The physician should be familiar with the transseptal apparatus. Various transseptal introducers combine different sheath lengths with their dilators. The typical Brock-enbrough needle is 71 cm in length with an arrow at the hub that points in the direction of the curve of the needle tip. Before starting the case, this relationship should be confirmed, and the needle should be advanced into the dilator. The needle flange and sidearm of the sheath should always have the same orientation. When the needle tip is withdrawn just into the dilator tip, there is usually a space between the dilator hub and needle flange of roughly 2 cm, or 2 fingerbreadths.
Many transseptal sheaths and dilators are available. The choice depends on the clinical circumstances, the desire to have or not to have a soft tip at the end of the sheath, and the operator’s familiarity with the system. After right femoral venous access is obtained, a 0.032-inch J wire should be positioned in the superior vena cava under fluoroscopic guidance. Over the J wire, the sheath and dilator should be advanced into the superior vena cava or left innominate vein.
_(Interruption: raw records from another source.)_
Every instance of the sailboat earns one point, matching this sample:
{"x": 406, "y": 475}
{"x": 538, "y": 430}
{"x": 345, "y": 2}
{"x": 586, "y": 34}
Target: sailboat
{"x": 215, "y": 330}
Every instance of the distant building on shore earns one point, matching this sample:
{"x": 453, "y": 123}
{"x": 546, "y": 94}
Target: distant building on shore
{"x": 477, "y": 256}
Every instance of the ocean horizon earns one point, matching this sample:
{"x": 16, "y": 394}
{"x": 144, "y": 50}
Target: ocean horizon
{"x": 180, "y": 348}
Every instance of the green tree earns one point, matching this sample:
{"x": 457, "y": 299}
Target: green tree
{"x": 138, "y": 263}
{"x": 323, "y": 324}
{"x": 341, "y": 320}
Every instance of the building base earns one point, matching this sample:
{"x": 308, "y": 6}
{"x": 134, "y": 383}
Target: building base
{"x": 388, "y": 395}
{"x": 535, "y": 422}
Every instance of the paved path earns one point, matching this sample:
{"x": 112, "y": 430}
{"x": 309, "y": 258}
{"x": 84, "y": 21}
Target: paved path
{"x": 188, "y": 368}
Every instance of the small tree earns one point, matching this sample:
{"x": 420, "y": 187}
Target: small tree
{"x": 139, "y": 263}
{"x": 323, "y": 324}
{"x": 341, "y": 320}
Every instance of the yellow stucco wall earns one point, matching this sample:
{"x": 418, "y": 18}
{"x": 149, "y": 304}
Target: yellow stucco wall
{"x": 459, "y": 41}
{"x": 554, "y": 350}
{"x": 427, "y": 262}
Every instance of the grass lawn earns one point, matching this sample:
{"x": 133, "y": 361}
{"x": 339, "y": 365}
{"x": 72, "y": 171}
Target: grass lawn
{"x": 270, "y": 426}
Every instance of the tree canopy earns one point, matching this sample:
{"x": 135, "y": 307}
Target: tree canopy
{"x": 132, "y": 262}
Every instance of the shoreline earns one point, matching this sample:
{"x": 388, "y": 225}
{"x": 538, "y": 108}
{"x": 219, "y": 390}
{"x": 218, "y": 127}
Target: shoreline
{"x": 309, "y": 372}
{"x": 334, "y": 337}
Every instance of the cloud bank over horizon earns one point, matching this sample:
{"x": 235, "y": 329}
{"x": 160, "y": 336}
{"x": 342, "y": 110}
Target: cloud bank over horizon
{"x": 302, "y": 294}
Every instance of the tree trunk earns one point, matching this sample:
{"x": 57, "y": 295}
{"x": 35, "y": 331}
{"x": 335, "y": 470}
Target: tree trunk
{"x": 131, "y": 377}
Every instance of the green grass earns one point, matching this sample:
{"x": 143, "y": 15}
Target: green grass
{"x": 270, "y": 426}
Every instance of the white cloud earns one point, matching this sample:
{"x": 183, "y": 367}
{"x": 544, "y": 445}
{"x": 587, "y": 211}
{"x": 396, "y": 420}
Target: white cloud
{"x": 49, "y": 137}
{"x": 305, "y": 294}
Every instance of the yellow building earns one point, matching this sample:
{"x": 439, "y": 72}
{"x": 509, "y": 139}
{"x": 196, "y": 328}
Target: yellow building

Care must be taken to always advance the apparatus over the wire to avoid perforation.24–26 Once in the superior vena cava, the J wire is removed, and the needle and stylet are advanced within 1 cm to 2 cm of the tip of the dilator. Next, the stylet is removed and the needle is flushed. In most patients, the transseptal punctures can be performed with a standard Brockenbrough needle. In patients with an enlarged RA, the needle can be bent to increase the radius of the curve to reach the atrial septum, or a different needle type with an increased curve radius can be used (ie, BRK-1 and BRK-2).